Agence France-Presse

L’indice est tombé à 41,8 %, contre 52,2 % en mars. Il passe ainsi, pour la première fois depuis 10 ans, sous la barre des 50 %, qui marque la différence entre recul et croissance de l’activité.

L’activité recule, après 122 mois ininterrompus de croissance. Mais pour trouver un niveau si bas d’activité, il faut remonter encore un peu plus loin, à mars 2009.

Deux secteurs des services ont toutefois vu leur activité croître en avril : l’administration publique et le secteur de la finance et de l’assurance.

Parmi les différentes composantes de cet indice, celui qui montre l’activité des entreprises du secteur chute de 22 points, pour s’établir à 26 %, son niveau le plus bas depuis la création de l’indice en 1997.

Les nouvelles commandes plongent également, et perdent 20 points par rapport à leur niveau de mars, pour s’établir à 32,9 %.

Quant à l’emploi, qui était déjà en baisse le mois précédent, il perd encore 17 points et tombe à 30 %.
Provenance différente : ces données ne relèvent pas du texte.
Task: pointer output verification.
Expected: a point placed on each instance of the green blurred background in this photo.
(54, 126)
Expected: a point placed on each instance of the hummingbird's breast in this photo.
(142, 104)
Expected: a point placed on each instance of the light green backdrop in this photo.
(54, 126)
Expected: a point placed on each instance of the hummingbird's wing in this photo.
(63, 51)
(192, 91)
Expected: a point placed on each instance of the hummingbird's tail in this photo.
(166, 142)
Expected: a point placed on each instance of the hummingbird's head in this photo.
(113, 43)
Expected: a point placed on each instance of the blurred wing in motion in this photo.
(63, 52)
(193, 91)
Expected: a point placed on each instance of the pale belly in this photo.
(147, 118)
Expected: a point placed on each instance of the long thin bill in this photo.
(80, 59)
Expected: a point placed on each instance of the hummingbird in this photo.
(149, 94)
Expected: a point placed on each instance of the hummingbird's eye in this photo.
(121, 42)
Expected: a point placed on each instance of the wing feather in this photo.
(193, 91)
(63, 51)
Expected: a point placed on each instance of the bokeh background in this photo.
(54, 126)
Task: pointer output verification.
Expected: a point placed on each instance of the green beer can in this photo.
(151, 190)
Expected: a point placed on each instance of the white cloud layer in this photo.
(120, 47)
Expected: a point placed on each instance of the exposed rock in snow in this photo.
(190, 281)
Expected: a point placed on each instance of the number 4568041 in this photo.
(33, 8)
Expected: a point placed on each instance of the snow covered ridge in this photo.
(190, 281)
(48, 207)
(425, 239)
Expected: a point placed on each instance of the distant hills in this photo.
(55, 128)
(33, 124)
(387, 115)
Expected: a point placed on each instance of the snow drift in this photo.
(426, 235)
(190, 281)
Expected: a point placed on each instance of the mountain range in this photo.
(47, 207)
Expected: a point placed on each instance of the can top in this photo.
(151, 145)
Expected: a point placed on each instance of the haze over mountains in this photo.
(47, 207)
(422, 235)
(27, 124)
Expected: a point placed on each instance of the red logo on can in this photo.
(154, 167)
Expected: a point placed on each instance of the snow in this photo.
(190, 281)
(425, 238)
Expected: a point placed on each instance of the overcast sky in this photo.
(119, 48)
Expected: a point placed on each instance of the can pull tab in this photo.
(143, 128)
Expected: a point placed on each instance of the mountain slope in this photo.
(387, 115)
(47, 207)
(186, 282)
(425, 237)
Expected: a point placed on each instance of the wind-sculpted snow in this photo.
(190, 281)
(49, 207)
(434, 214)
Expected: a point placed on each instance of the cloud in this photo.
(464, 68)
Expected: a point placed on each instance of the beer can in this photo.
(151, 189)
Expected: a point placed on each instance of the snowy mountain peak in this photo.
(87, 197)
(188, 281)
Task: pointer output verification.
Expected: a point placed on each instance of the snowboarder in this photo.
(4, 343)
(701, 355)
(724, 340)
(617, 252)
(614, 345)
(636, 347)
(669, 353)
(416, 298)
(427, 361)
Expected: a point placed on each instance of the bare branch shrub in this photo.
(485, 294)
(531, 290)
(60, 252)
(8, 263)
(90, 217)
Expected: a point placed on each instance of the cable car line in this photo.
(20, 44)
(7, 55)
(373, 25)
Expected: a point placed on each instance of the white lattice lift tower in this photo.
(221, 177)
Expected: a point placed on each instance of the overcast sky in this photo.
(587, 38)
Les livraisons sont également en baisse, mais ce recul en mars et avril est « essentiellement dû aux problèmes d’approvisionnement liés à la pandémie de coronavirus », précise Anthony Nieves, auteur du rapport, cité dans le communiqué.

Les prix, en revanche, ont grimpé de 5,1 points en avril, et s’établissent à 55,1 %.

Les responsables d’entreprises qui ont répondu à cette enquête mensuelle « sont préoccupés par les effets persistants du coronavirus sur la chaîne d’approvisionnement, la capacité opérationnelle, les ressources humaines et les finances, ainsi que par les délais incertains pour la reprise des activités et le retour à la normalité », détaille Anthony Nieves.

« L’activité non manufacturière s’est fortement contractée en avril, les fermetures et les mesures de distanciation sociale paralysant l’économie », a commenté Gregory Daco, d’Oxford Economics, dans une note.

Il est pessimiste pour les mois à venir, estimant que « les mesures de distanciation sociale sont progressivement levées, mais il faudra du temps pour réparer les dommages économiques ».